Seattle-Tacoma International Airport is struggling after a cyberattack that began Saturday.  So far, no mass flight delays or cancellations have been reported. The Seattle Port Authority confirmed the cyberattack at the airport, which disrupted phone systems and websites as well. The airport is investigating with the help of outside experts and is working closely with federal partners, including the Transportation Security Administration (TSA) and Customs and Border Protection (CBP). 

Halliburton, the multinational oil giant, experienced a cyberattack on Wednesday that impacted operations at its Houston headquarters. The company proactively took certain systems offline and instructed some staff not to connect to internal networks. An investigation and response efforts are ongoing, including system restoration and assessing the incident’s impact. The company said that law enforcement has been notified.

VeriSource Services, Inc. (VSI) reported a data breach to the Texas Attorney General after discovering unauthorized access to sensitive information, including names, dates of birth and Social Security numbers, belonging to employees and dependents of companies using VSI’s services. The breach occurred around February 27, 2024. On August 21, 2024, VSI began notifying affected individuals of the breach through data breach letters. 

CannonDesign, a U.S.-based architectural and engineering firm, confirmed a data breach affecting 13,000 clients following an AvosLocker ransomware attack in January 2023. Attackers accessed the firm’s network from January 19 to 25, exfiltrating names, Social Security numbers, addresses and driver’s license numbers. While CannonDesign stated there was no evidence of data misuse, the breach also exposed project schematics, client details, IT information and other sensitive documents. 
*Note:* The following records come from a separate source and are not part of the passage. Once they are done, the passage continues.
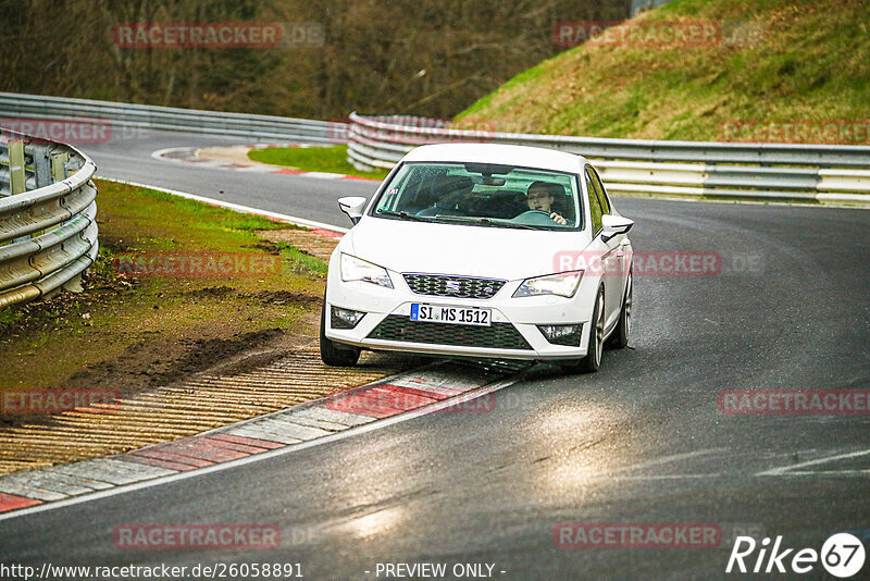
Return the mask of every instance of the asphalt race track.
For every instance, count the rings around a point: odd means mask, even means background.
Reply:
[[[335,199],[375,187],[150,158],[217,143],[244,141],[154,135],[84,149],[101,175],[344,226]],[[718,396],[870,387],[870,212],[614,201],[636,220],[635,250],[718,252],[721,270],[636,274],[632,348],[606,351],[598,373],[538,366],[477,412],[428,415],[0,521],[0,563],[298,563],[306,579],[385,579],[377,564],[446,563],[448,571],[494,565],[496,579],[734,579],[743,576],[725,574],[728,546],[563,548],[554,531],[704,522],[724,537],[749,530],[759,542],[782,535],[784,547],[816,551],[840,531],[867,539],[870,416],[725,415]],[[275,524],[283,543],[266,552],[113,545],[120,524],[188,522]],[[801,579],[824,574],[817,564]]]

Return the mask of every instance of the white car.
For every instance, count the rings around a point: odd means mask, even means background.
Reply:
[[[596,371],[631,332],[633,225],[592,164],[551,149],[419,147],[330,259],[321,358],[360,349],[558,362]]]

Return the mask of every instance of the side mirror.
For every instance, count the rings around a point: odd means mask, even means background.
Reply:
[[[621,215],[605,214],[601,217],[601,240],[607,242],[617,234],[625,234],[634,225],[634,220]]]
[[[365,198],[352,196],[349,198],[338,198],[338,208],[347,214],[353,224],[360,221],[362,212],[365,210]]]

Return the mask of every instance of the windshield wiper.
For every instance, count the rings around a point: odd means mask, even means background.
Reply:
[[[489,218],[473,218],[469,215],[436,215],[436,220],[445,220],[450,222],[465,222],[468,224],[478,224],[482,226],[493,226],[493,227],[508,227],[508,228],[519,228],[519,230],[550,230],[547,226],[534,226],[532,224],[519,224],[517,222],[510,222],[508,220],[492,220]]]
[[[414,215],[414,214],[408,213],[406,211],[397,212],[396,210],[376,210],[375,213],[380,214],[380,215],[395,215],[396,218],[400,218],[402,220],[417,220],[419,222],[428,222],[430,221],[427,218],[422,218],[422,217],[419,217],[419,215]]]
[[[445,220],[448,222],[467,222],[469,224],[481,224],[483,226],[495,226],[496,223],[489,220],[488,218],[473,218],[470,215],[446,215],[446,214],[438,214],[435,217],[435,220]]]

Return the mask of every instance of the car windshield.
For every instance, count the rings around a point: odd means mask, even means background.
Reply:
[[[576,176],[493,163],[402,164],[370,215],[471,226],[581,230]]]

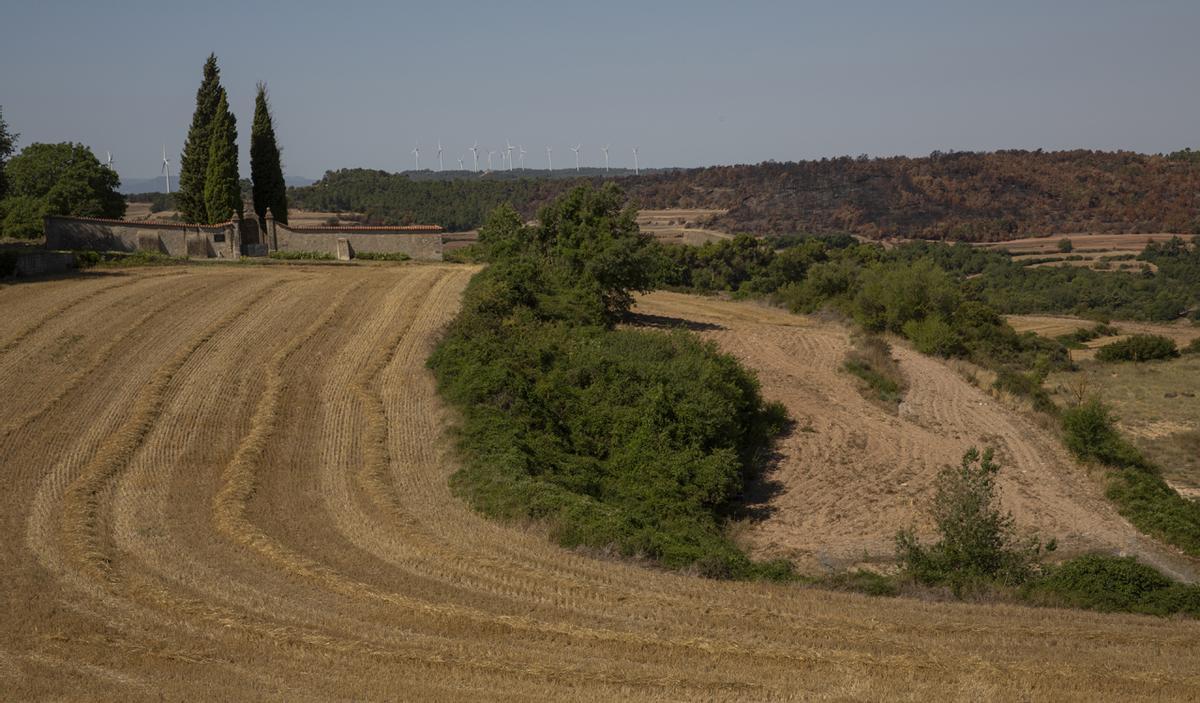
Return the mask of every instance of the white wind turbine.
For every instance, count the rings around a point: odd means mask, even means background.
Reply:
[[[170,193],[170,162],[167,161],[167,145],[162,145],[162,175],[167,176],[167,193]]]

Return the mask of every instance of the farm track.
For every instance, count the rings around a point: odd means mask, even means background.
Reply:
[[[163,269],[0,288],[0,698],[1200,696],[1194,623],[708,582],[482,519],[449,492],[452,419],[425,369],[473,272]],[[865,413],[797,366],[840,354],[836,332],[683,296],[643,306],[740,332],[706,334],[760,366],[768,396],[790,380],[828,402],[809,414],[836,440],[811,457],[839,480],[864,470],[847,447],[892,441],[822,420]],[[1025,432],[962,419],[972,401],[934,385],[870,420],[894,425],[910,462],[887,481],[928,464],[922,437],[899,432],[913,417]],[[1009,445],[1019,461],[1045,449]],[[788,529],[826,521],[834,552],[858,546],[834,515],[869,540],[893,516],[818,499],[797,504],[818,522],[799,512]]]

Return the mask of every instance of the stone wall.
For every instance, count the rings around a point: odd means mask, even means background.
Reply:
[[[236,222],[205,226],[52,215],[46,217],[46,248],[236,259],[241,256],[241,235]]]
[[[323,252],[338,256],[337,240],[356,252],[406,253],[418,260],[442,260],[439,227],[288,227],[266,220],[266,244],[271,251]]]

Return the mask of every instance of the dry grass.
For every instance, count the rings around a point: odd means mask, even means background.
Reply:
[[[449,493],[449,419],[424,367],[472,272],[0,288],[20,311],[0,318],[0,697],[1200,696],[1196,623],[708,582],[480,518]],[[778,354],[803,377],[844,353],[836,330],[697,305],[774,344],[752,356],[764,377]],[[785,342],[809,337],[822,355],[794,366]],[[928,368],[900,356],[922,387]],[[815,437],[865,404],[851,393],[806,401]]]

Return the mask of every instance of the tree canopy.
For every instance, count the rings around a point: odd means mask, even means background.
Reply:
[[[179,163],[179,193],[176,202],[179,211],[190,222],[212,222],[208,216],[205,204],[205,179],[208,176],[210,132],[217,115],[217,106],[224,97],[221,86],[221,68],[217,58],[209,54],[204,61],[204,79],[196,91],[196,112],[192,114],[192,126],[187,131],[184,154]]]
[[[266,96],[266,84],[258,84],[254,97],[254,122],[250,128],[250,178],[253,181],[254,214],[259,220],[266,211],[277,222],[288,222],[288,188],[283,182],[280,146],[275,140],[275,121]]]
[[[125,215],[120,176],[83,144],[30,144],[8,161],[5,175],[8,194],[0,200],[0,217],[6,236],[40,236],[44,215]]]

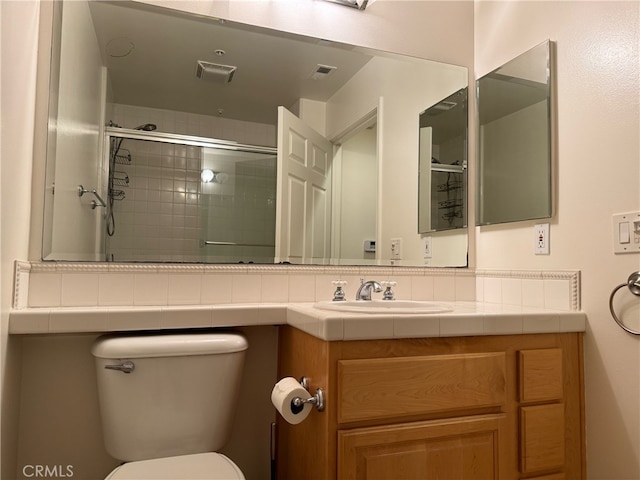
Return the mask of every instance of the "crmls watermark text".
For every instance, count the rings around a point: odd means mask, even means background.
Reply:
[[[22,474],[27,478],[70,478],[73,465],[25,465]]]

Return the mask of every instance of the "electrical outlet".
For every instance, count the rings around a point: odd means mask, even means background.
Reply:
[[[549,224],[534,225],[533,233],[533,253],[536,255],[549,255]]]
[[[402,239],[391,239],[391,260],[402,260]]]
[[[431,237],[422,237],[422,258],[431,258]]]

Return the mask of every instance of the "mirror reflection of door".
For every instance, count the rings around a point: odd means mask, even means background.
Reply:
[[[278,107],[276,262],[331,258],[331,142]]]
[[[374,265],[380,258],[377,140],[374,117],[336,144],[332,256],[342,265]]]

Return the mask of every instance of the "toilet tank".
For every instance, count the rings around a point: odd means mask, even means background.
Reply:
[[[91,350],[107,452],[128,462],[217,451],[231,433],[247,347],[237,333],[99,337]],[[130,373],[118,370],[129,363]]]

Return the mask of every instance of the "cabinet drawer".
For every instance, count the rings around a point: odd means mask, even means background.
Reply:
[[[504,352],[340,360],[338,421],[505,403]]]
[[[564,404],[520,409],[520,469],[522,473],[562,468],[565,464]]]
[[[521,402],[562,399],[562,349],[521,350],[518,367]]]

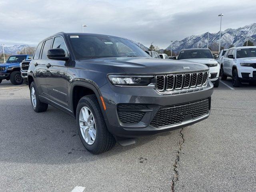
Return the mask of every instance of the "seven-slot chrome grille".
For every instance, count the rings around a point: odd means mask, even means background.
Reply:
[[[156,76],[156,88],[160,92],[194,88],[206,86],[208,71]]]

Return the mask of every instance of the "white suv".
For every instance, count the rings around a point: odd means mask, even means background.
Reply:
[[[232,47],[228,50],[220,63],[220,78],[232,78],[234,87],[241,82],[256,82],[256,46]]]
[[[212,82],[214,87],[219,86],[220,65],[213,58],[210,49],[206,48],[183,49],[180,52],[177,59],[205,64],[210,69],[209,80]],[[191,64],[193,64],[193,63]]]

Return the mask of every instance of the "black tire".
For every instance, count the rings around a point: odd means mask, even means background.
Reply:
[[[223,67],[221,66],[220,70],[220,77],[219,78],[220,78],[222,80],[226,80],[228,76],[224,74],[224,70],[223,70]]]
[[[93,115],[95,121],[96,135],[93,144],[89,145],[85,141],[81,132],[79,124],[79,114],[81,109],[86,107]],[[116,144],[116,140],[109,132],[105,122],[100,107],[95,95],[82,97],[77,105],[76,112],[76,126],[80,139],[86,149],[93,154],[99,154],[112,149]]]
[[[14,85],[20,85],[23,83],[23,79],[20,71],[14,71],[11,73],[10,76],[11,82]]]
[[[36,95],[36,102],[35,106],[34,106],[32,101],[31,90],[32,88],[34,88],[34,89]],[[32,105],[32,107],[33,108],[34,110],[37,113],[40,113],[41,112],[44,112],[47,110],[47,108],[48,108],[48,104],[41,102],[40,100],[39,100],[38,91],[36,88],[36,84],[34,82],[32,82],[30,84],[30,101],[31,102],[31,105]]]
[[[232,83],[235,87],[239,87],[241,85],[236,69],[234,70],[232,73]]]
[[[218,87],[219,86],[219,85],[220,85],[220,77],[213,84],[213,86],[214,87]]]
The Oregon Zoo warns visitors that payment information may have been compromised for those who bought tickets online between December 20 and June 26. An unauthorized person redirected payments from a third-party vendor, potentially accessing customer names, payment card numbers, CVV codes and expiration dates. The zoo has notified federal authorities and rebuilt a secure site for online ticket purchases.

Arizona-based semiconductor manufacturer Microchip Technology detected a cyberattack on August 17, disrupting some servers and business operations. The company isolated affected systems, leading to reduced manufacturing output and impacting its ability to fulfill orders. Microchip is working to restore IT systems and normal operations. 

Meli, a community support service based in North Geelong, has confirmed it was targeted in a cyberattack, which is under investigation. The Qilin ransomware group claimed responsibility, stating they stole 419,617 files (215 GB of data) in the August 21 attack. The group posted 14 screenshots of stolen documents, including financial statements, confidentiality agreements, passports and a Medicare card, to prove their claim. Meli’s client services remain unaffected, though some internal processes are impacted. Authorities, including Victoria Police and the Australian Cyber Security Centre, have been notified. 

Toyota revealed that a misconfigured cloud bucket exposed over 2.15 million customer records to the open internet for over 10 years, from November 2013 to April 2023. The breach affects customers of Toyota’s Connected services in Japan. Additionally, the ZeroSevenGroup cybercrime gang claims to have stolen data “from a U.S. branch”, potentially a Toyota dealer, including employee and customer details, but the provenance of the data they published has not been confirmed. Toyota says that none of its internal systems were breached, pointing to an unnamed third party as the source of the data.